I completely respect when a filmmaker insists that their movie is meant to be seen in the theater, but the thing is, you got to actually make it possible to see it in the theater. Some movies may be too small for that, and that’s totally OK.

When your movie is largely financed by a streaming service and is going to appear on that streaming service instantly, I don’t really see the point of pretending that it’s a theatrical film. It just seems like we are needlessly indulging some kind of personal fantasy.

I don’t think that making a feature film length production that is going to go straight to a video platform is some sort of “step down.“ I really don’t. Theatrical exhibition as we know it is dying off anyway, for a variety of reasons.

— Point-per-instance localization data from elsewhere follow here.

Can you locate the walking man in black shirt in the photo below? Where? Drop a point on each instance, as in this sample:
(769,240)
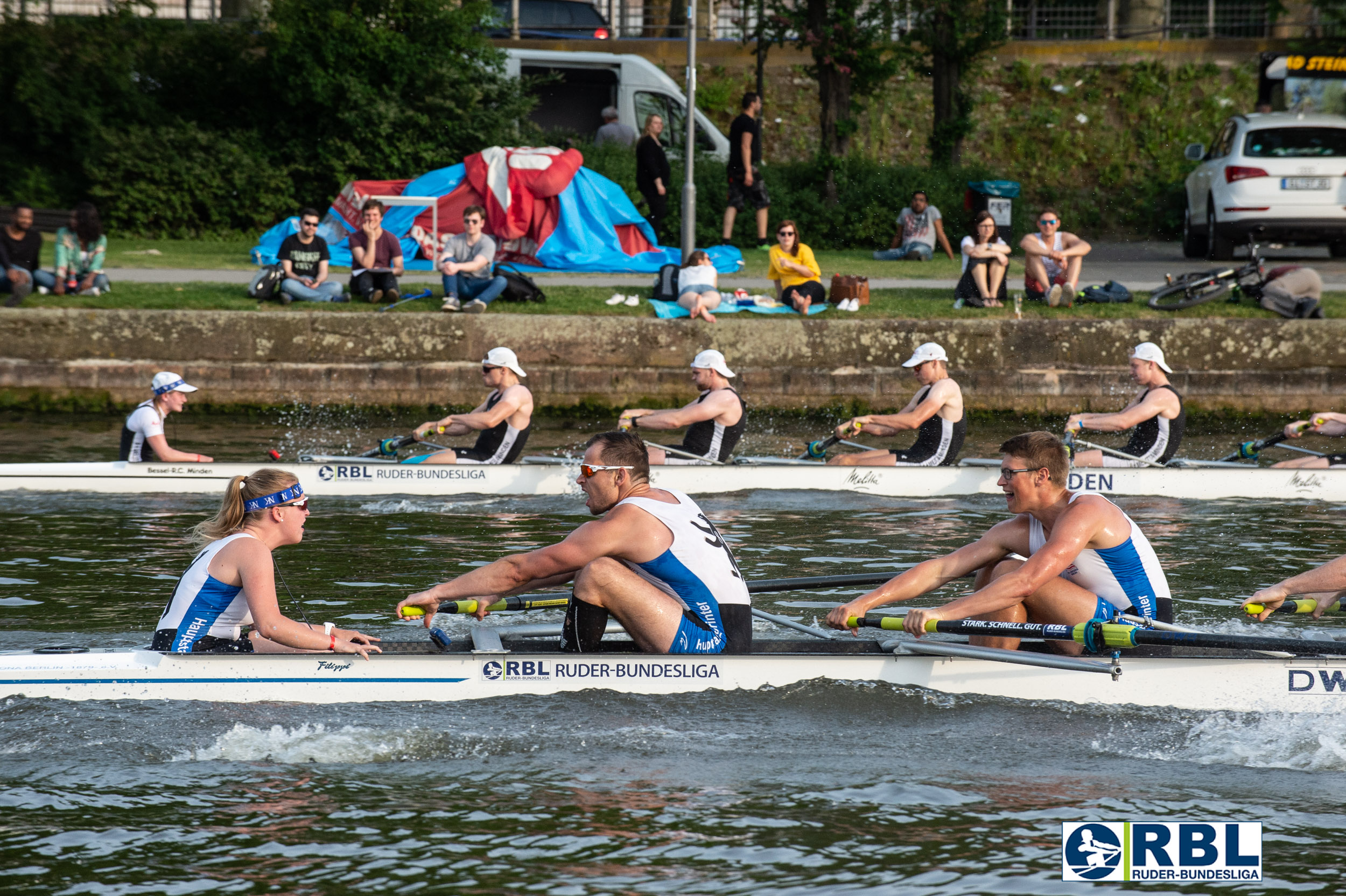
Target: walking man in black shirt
(746,185)
(20,255)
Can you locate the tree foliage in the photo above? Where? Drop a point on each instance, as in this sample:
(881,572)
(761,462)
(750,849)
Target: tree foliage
(179,130)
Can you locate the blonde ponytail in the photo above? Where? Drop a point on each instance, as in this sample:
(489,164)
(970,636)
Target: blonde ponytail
(230,519)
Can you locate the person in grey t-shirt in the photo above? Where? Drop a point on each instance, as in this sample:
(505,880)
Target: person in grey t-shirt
(919,228)
(614,131)
(466,264)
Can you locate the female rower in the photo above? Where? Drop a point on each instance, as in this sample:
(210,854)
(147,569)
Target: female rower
(232,583)
(146,424)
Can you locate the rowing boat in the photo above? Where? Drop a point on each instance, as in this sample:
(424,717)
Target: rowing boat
(362,477)
(422,673)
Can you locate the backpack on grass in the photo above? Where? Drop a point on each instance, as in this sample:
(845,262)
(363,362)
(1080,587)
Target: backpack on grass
(518,287)
(265,283)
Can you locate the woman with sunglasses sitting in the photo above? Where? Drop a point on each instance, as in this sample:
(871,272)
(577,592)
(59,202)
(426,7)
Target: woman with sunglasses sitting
(232,583)
(798,280)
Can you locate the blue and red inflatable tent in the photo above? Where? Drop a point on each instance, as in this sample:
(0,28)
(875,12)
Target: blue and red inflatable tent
(544,209)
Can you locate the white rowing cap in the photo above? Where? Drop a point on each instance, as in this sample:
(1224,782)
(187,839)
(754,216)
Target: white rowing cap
(927,352)
(504,358)
(169,382)
(712,360)
(1150,352)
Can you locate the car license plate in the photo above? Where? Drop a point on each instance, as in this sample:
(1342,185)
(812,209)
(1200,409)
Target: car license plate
(1305,184)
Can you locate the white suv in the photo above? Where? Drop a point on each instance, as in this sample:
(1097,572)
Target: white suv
(1277,177)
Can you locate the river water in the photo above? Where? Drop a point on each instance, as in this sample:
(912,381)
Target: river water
(815,789)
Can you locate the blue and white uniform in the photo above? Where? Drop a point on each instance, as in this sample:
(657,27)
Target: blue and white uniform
(202,606)
(1124,576)
(698,570)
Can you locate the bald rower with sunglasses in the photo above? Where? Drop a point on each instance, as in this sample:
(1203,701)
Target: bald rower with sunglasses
(653,560)
(1065,557)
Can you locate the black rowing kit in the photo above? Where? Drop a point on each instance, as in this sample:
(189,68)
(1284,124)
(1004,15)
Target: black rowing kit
(938,440)
(710,439)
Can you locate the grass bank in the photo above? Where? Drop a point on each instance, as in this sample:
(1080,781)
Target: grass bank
(920,304)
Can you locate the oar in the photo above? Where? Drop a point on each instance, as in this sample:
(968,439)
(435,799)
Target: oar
(517,602)
(416,298)
(389,446)
(1293,607)
(1250,450)
(1099,635)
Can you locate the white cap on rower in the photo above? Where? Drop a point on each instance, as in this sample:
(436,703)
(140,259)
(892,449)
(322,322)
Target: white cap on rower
(1150,352)
(712,360)
(927,352)
(504,358)
(169,382)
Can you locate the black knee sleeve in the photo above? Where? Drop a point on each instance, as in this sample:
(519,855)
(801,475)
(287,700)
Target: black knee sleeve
(583,629)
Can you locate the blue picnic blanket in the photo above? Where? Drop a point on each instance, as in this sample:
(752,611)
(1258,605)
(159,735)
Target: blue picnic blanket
(728,307)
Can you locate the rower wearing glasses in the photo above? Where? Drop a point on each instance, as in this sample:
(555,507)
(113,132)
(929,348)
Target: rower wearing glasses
(1155,416)
(715,422)
(502,420)
(232,583)
(655,562)
(146,424)
(935,412)
(1065,557)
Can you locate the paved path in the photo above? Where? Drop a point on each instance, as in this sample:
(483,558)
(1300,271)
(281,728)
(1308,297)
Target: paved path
(1139,265)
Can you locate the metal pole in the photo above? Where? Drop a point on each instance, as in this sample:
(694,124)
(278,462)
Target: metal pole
(690,152)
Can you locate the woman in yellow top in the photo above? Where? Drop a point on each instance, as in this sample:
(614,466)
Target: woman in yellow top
(798,280)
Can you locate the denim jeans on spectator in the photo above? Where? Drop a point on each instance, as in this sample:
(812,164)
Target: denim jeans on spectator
(901,253)
(368,282)
(467,288)
(326,291)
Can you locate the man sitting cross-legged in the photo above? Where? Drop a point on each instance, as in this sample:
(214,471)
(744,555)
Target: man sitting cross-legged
(1064,559)
(653,560)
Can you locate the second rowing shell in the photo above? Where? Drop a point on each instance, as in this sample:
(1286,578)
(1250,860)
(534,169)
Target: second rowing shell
(360,478)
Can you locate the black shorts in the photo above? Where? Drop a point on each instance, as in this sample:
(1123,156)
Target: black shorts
(742,194)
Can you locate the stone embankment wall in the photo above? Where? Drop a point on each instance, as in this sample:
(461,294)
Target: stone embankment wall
(272,358)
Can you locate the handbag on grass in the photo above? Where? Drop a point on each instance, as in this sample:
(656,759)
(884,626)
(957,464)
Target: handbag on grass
(849,287)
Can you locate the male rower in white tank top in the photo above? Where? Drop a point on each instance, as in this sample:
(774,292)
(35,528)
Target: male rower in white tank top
(653,560)
(1085,557)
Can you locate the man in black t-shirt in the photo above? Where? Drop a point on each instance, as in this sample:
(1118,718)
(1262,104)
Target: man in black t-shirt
(746,184)
(305,260)
(20,257)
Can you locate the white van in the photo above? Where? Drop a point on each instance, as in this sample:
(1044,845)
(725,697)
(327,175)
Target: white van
(590,81)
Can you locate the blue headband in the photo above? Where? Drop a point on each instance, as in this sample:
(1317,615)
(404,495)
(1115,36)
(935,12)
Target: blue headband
(276,498)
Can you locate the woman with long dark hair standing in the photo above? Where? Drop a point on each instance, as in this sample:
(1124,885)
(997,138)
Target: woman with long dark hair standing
(81,249)
(232,583)
(653,174)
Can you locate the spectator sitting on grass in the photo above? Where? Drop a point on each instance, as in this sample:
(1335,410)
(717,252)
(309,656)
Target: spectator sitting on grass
(1054,260)
(986,260)
(698,285)
(614,131)
(467,267)
(20,257)
(303,256)
(798,280)
(81,249)
(919,226)
(376,257)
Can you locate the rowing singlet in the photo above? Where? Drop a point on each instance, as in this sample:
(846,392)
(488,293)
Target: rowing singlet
(204,606)
(710,439)
(1124,576)
(1158,439)
(143,423)
(700,571)
(938,442)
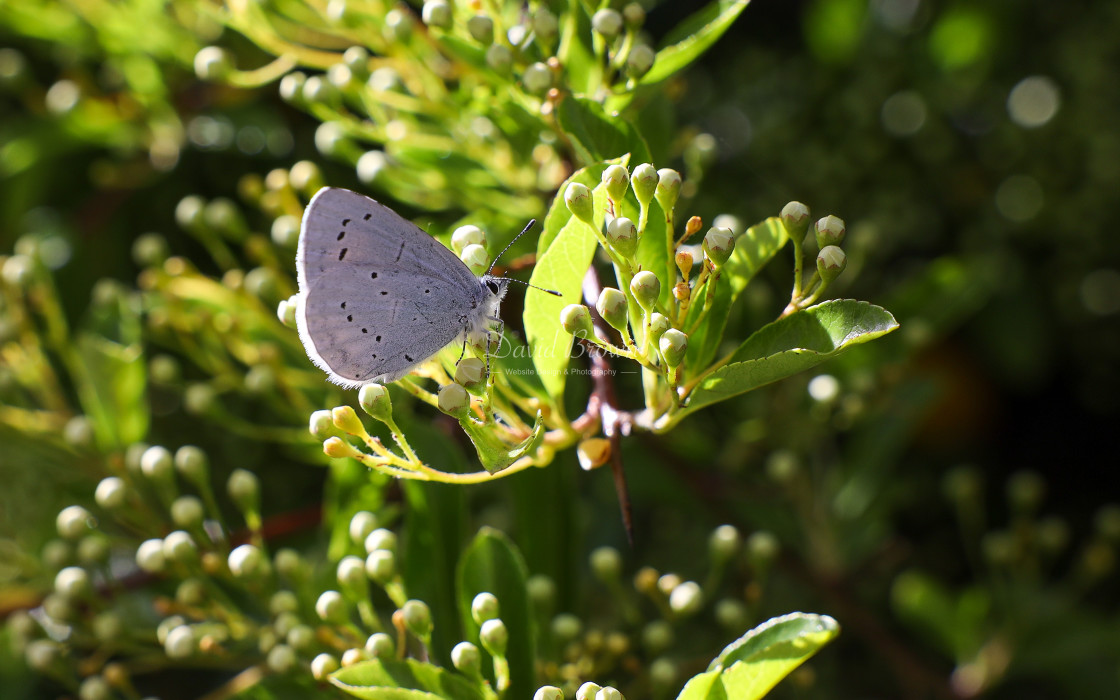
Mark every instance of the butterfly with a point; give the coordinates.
(378, 296)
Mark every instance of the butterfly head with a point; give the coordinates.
(496, 286)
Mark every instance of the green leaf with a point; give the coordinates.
(493, 565)
(753, 664)
(595, 136)
(706, 686)
(693, 37)
(111, 376)
(494, 453)
(753, 250)
(408, 679)
(563, 255)
(581, 67)
(791, 345)
(955, 622)
(432, 535)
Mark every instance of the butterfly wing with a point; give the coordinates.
(378, 295)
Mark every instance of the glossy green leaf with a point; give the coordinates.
(595, 136)
(753, 250)
(111, 378)
(432, 535)
(493, 565)
(791, 345)
(693, 37)
(706, 686)
(581, 68)
(403, 680)
(493, 453)
(955, 622)
(563, 257)
(753, 664)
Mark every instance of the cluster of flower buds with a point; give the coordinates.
(829, 233)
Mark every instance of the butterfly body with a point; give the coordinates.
(378, 295)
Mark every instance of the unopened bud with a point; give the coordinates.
(659, 324)
(795, 220)
(686, 598)
(612, 307)
(640, 59)
(475, 258)
(718, 244)
(466, 658)
(606, 563)
(616, 179)
(634, 15)
(548, 692)
(437, 14)
(673, 345)
(453, 399)
(537, 78)
(380, 645)
(374, 400)
(684, 261)
(345, 419)
(482, 28)
(322, 426)
(608, 22)
(381, 566)
(213, 63)
(494, 636)
(500, 57)
(417, 617)
(578, 198)
(576, 319)
(286, 311)
(623, 236)
(669, 188)
(830, 231)
(544, 24)
(484, 606)
(587, 691)
(644, 180)
(325, 664)
(467, 235)
(830, 262)
(470, 372)
(646, 288)
(593, 453)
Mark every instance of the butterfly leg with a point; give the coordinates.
(463, 352)
(501, 329)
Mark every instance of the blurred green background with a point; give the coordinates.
(951, 503)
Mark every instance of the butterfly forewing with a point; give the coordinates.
(379, 295)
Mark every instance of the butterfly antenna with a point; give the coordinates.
(550, 291)
(531, 223)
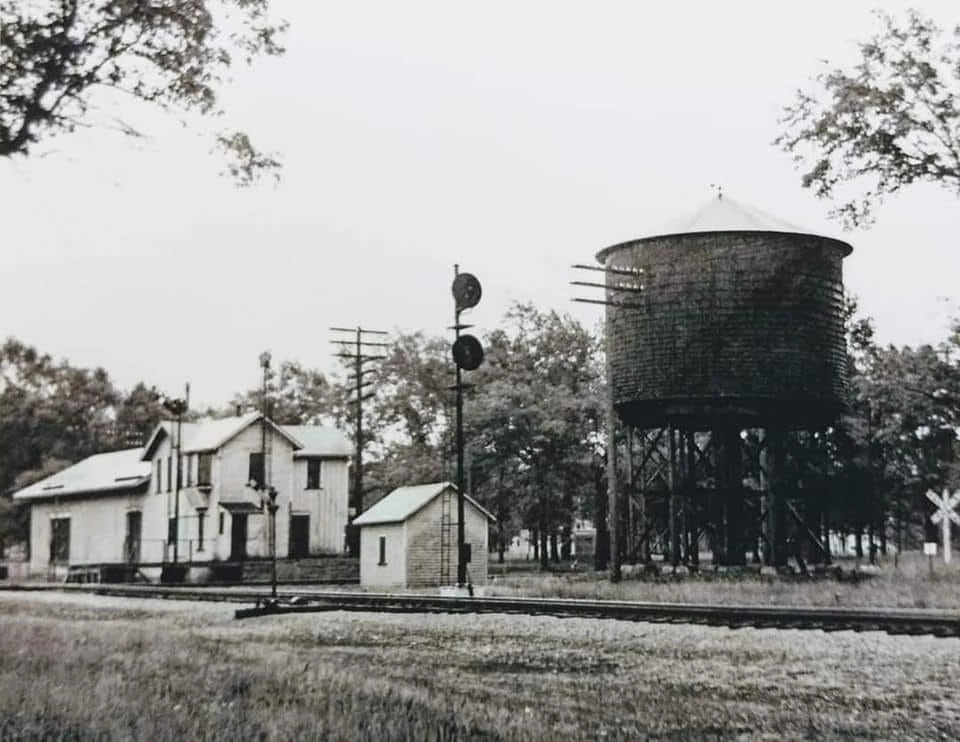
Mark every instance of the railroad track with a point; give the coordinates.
(941, 624)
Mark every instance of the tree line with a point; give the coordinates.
(534, 432)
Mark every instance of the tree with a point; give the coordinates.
(408, 417)
(890, 121)
(297, 396)
(56, 54)
(138, 413)
(530, 417)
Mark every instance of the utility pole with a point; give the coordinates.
(621, 287)
(359, 351)
(177, 407)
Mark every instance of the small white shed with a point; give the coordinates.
(409, 538)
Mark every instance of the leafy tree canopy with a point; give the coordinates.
(891, 120)
(55, 54)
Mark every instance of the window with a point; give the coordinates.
(313, 474)
(204, 465)
(255, 470)
(200, 519)
(59, 540)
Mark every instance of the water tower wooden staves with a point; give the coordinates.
(726, 366)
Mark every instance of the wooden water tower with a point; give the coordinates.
(726, 368)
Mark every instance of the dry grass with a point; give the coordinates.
(83, 667)
(909, 584)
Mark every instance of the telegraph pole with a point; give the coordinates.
(359, 351)
(177, 407)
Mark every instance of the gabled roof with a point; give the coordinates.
(318, 440)
(403, 502)
(209, 435)
(104, 472)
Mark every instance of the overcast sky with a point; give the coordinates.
(513, 138)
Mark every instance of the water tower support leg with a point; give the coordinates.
(673, 507)
(729, 476)
(774, 526)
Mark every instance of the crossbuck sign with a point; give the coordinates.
(946, 512)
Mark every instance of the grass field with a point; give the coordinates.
(81, 667)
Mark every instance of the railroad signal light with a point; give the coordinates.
(467, 352)
(466, 291)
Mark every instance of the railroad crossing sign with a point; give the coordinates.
(946, 512)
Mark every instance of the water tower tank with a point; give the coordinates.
(740, 321)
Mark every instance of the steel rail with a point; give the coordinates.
(309, 600)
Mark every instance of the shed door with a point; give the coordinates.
(299, 536)
(132, 541)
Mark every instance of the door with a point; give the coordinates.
(131, 544)
(238, 537)
(299, 536)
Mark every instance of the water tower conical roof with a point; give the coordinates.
(724, 214)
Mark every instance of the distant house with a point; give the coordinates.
(409, 538)
(123, 507)
(88, 513)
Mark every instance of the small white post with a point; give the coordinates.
(946, 541)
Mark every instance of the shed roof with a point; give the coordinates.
(116, 471)
(403, 502)
(318, 440)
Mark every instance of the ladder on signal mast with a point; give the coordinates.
(446, 540)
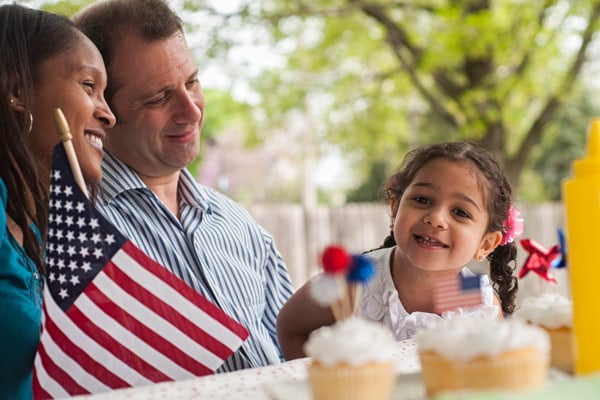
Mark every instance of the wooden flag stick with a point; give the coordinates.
(64, 133)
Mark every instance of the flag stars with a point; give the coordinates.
(71, 251)
(94, 223)
(73, 265)
(68, 191)
(98, 253)
(63, 293)
(75, 280)
(86, 267)
(83, 251)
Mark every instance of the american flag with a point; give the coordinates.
(451, 292)
(112, 316)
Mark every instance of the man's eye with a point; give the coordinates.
(156, 101)
(421, 200)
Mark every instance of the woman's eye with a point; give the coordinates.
(90, 86)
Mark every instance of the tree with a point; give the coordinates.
(381, 76)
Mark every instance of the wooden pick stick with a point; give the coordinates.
(64, 133)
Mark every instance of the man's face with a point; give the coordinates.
(159, 105)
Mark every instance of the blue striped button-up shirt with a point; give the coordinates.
(215, 246)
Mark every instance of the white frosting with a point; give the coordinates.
(549, 310)
(354, 340)
(463, 338)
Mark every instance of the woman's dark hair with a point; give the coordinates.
(499, 199)
(28, 37)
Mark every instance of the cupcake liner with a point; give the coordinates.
(562, 352)
(520, 369)
(373, 381)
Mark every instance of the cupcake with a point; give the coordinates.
(554, 314)
(465, 353)
(351, 360)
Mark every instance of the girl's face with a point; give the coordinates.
(73, 81)
(442, 217)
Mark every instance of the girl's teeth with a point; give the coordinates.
(94, 139)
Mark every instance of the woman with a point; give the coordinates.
(46, 63)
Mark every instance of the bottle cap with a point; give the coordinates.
(590, 164)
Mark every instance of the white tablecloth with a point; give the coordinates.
(245, 384)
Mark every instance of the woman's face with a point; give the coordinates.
(73, 81)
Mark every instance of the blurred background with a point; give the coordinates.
(312, 104)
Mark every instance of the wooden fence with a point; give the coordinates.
(301, 234)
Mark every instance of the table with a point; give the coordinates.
(245, 384)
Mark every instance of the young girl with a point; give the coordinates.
(450, 202)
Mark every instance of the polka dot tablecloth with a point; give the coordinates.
(245, 384)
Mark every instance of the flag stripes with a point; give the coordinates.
(456, 291)
(113, 317)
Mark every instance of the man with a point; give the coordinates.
(206, 239)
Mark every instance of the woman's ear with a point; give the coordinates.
(490, 241)
(15, 103)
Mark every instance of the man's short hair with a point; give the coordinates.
(105, 21)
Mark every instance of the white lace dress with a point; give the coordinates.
(380, 301)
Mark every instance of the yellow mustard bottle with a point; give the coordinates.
(581, 197)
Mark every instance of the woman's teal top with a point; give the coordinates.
(20, 312)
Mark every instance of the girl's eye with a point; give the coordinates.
(422, 200)
(462, 213)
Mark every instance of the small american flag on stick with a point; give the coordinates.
(112, 316)
(451, 292)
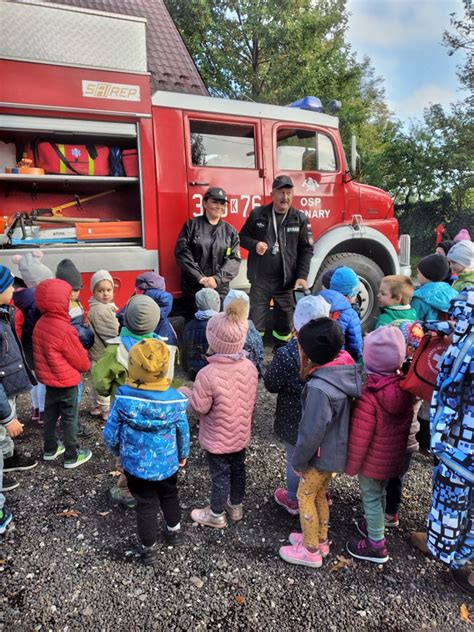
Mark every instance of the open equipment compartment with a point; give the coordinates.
(116, 200)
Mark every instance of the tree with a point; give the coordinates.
(277, 51)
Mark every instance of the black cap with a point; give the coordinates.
(321, 340)
(282, 181)
(434, 267)
(68, 272)
(216, 193)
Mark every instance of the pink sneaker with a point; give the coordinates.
(281, 498)
(297, 554)
(297, 538)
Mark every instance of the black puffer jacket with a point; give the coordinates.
(295, 242)
(204, 249)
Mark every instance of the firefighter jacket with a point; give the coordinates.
(295, 240)
(204, 249)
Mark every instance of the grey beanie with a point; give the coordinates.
(208, 299)
(463, 253)
(100, 275)
(142, 314)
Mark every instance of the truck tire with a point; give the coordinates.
(370, 275)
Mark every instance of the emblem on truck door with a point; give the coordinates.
(106, 90)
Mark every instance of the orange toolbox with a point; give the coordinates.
(110, 231)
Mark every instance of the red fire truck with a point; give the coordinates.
(57, 95)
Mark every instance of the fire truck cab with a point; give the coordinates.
(57, 94)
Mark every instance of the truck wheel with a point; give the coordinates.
(370, 276)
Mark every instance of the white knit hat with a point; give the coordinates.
(310, 308)
(100, 275)
(463, 253)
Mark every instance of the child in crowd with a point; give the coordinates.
(111, 371)
(148, 430)
(104, 325)
(6, 416)
(450, 525)
(333, 380)
(394, 300)
(344, 287)
(461, 261)
(59, 360)
(68, 272)
(431, 299)
(253, 341)
(15, 378)
(283, 377)
(378, 438)
(194, 348)
(32, 271)
(153, 285)
(224, 396)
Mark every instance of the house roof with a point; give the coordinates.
(169, 62)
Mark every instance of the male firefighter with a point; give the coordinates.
(278, 238)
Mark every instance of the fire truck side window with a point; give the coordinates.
(305, 150)
(222, 145)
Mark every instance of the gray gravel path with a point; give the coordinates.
(82, 572)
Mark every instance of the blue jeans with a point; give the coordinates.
(292, 481)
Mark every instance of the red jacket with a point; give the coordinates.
(59, 356)
(379, 430)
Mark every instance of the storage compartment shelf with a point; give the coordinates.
(67, 179)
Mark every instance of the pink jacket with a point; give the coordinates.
(224, 395)
(379, 429)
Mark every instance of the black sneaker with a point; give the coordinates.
(17, 463)
(148, 555)
(8, 484)
(364, 550)
(5, 519)
(173, 538)
(85, 431)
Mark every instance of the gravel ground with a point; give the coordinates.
(82, 571)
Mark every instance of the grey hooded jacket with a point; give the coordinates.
(324, 427)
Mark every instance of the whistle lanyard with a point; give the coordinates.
(276, 247)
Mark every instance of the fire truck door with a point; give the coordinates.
(310, 158)
(227, 155)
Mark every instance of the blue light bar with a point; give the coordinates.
(308, 103)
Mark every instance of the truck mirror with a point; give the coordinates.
(355, 158)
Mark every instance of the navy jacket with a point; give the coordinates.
(347, 319)
(15, 375)
(282, 377)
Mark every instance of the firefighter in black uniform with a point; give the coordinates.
(207, 250)
(278, 238)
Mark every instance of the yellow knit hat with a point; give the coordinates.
(148, 362)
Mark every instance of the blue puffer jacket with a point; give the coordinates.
(24, 300)
(164, 328)
(347, 319)
(282, 377)
(432, 299)
(149, 431)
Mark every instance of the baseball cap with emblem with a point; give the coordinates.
(216, 193)
(282, 181)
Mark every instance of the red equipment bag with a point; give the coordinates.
(420, 379)
(79, 160)
(130, 162)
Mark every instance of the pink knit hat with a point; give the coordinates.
(227, 330)
(384, 350)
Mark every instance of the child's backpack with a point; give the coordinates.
(420, 379)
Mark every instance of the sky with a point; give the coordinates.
(403, 39)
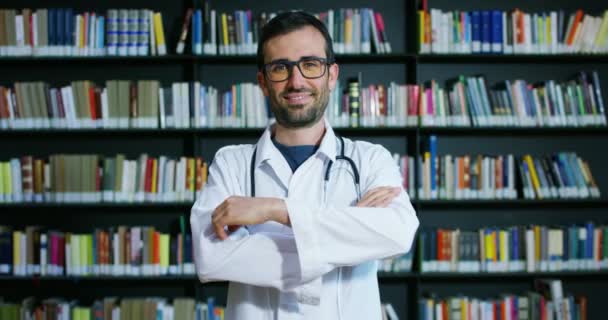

I should clarify myself because this thread is already being misconstrued — I’m talking about how the movie is screened in advance. If it’s going straight to Netflix, why the ritual of demanding people see it in the theater?

There used to be a category that everyone recognized called “TV movie” or “made for television movie” and even though a lot of filmmakers considered that déclassé, it seems to me that probably 90% of feature films fit that description now.

Atlantis has mostly sunk into the ocean, only a few tower spires remain above the waterline, and I’m increasingly at peace with that, because it seems to be what the industry and much of the audience wants. We live in an age of convenience and information control.

Only a very elite group of filmmakers is still allowed to make movies “for theaters“ and actually have them seen and judged that way on a wide scale. Even platform releasing seems to be somewhat endangered. It can’t be fought. It has to be accepted.

9. Addendum: I’ve been informed that it wasn’t Scorsese who requested that the Bob Dylan documentary only be screened for critics in theaters, but a Netflix representative indicated the opposite to me, so I just don’t know what to believe.

It’s actually OK if your film is not eligible for an Oscar — we have a thing called the Emmys. A lot of this anxiety is just a holdover from the days when television was considered culturally inferior to theatrical feature films. Everybody needs to just get over it.

In another 10 to 20 years they’re probably going to merge the Emmys in the Oscars into one program anyway, maybe they’ll call it the Contentys.